2. We have heard learned Counsel on both sides. Special leave granted. It is stated that the principles guiding the applicability of Clause (b) of F.R. 56 to work-charged employees has since been laid down by this Court in Chandigarh Administration v. Mehar Singh (C.A. No. 3671/91 disposed of on 12th September, 1991) where a similar question arose out of a similar order made by the Tribunal. The Division Bench noticed the proposition that fell for consideration thus :
The question, therefore, is whether the Administration was right in superannuating the employee on completion of the age of 58. According to the employee, the right age for retirement being 60 years, as provided under Clause (b) of F.R. 56, he should have been retained in service, as found by the Tribunal, till 30-4-1990.

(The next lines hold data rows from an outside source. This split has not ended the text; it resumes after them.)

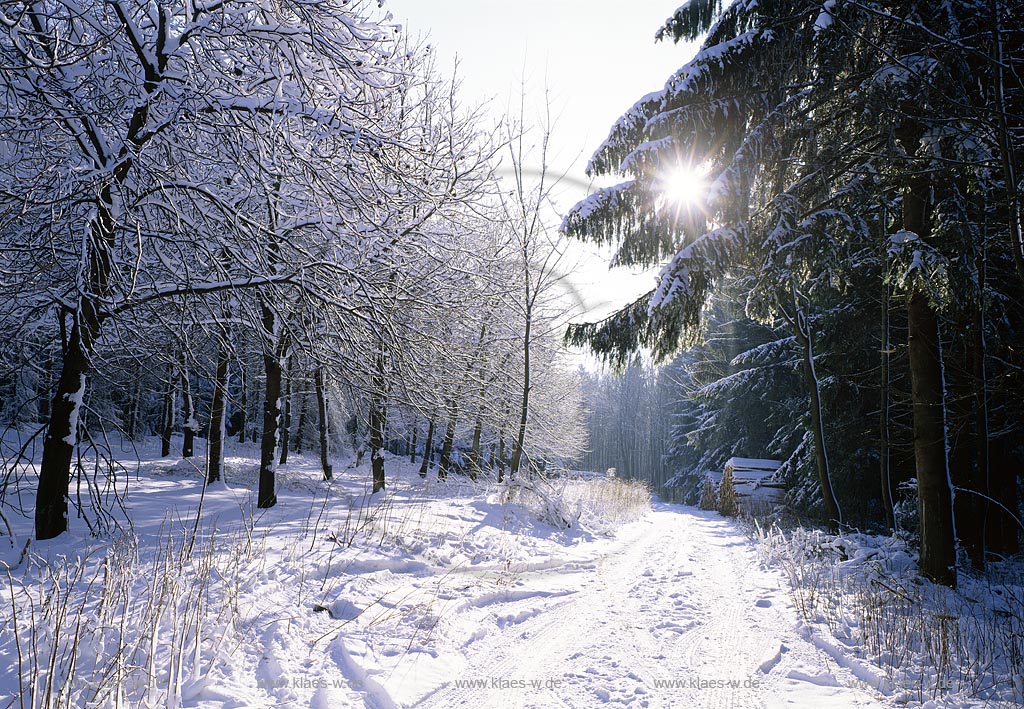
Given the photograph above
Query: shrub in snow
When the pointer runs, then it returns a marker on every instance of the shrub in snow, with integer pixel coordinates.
(864, 605)
(727, 505)
(709, 495)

On the scope of Clause (b) of F.R. 56 as applicable to such cases it was held :
The question whether an employee is a 'workman' within the meaning of Clause (b) of F.R. 56 has to be considered with reference to the nature of his work. Clause (b) has to be construed with reference to the statutory Note appended thereto. The Note says that a workman who is an artisan employed on a monthly rate of pay in an industrial or work charged establishment qualifies for the purpose of Clause (b). It does not matter whether the workman is a skilled or a semi-skilled or unskilled artisan. All artisans, who are workmen, whether skilled or otherwise qualify for the benefit of Clause (b), provided they are employed on a monthly rate of pay in an industrial or work charged establishment. The expression 'artisan' has, therefore, to be understood as widely as possible and without regard to his skill. Nevertheless, he must be both a workman and an artisan of some kind. Whether the employee in question is both a workman and an artisan within the meaning of Clause (b) read with the Note is a question essentially of evidence as regards the nature of his work. The tribunal has not embarked on such an analysis.
As to the error in the Tribunal's approach it was observed :
The Tribunal does not seem to have considered the status of the employee with reference to the nature of the work performed by him. The Tribunal assumed that all employees working in an industrial or work-charged establishment qualified as workmen within the meaning of Clause (b) of F.R. 56, so as to get the benefit of retirement on completion of 60 years unlike other Government employees whose age of retirement is 58 years.
3. For the reasons stated in and following the said earlier order in Civil Appeal No. 3671 of 1991 we allow this appeal, set aside the order under appeal and remit the matter to the Tribunal to consider and dispose of the matter afresh in the light of the observations made by this Court in the said Civil Appeal No. 3671 of 1991.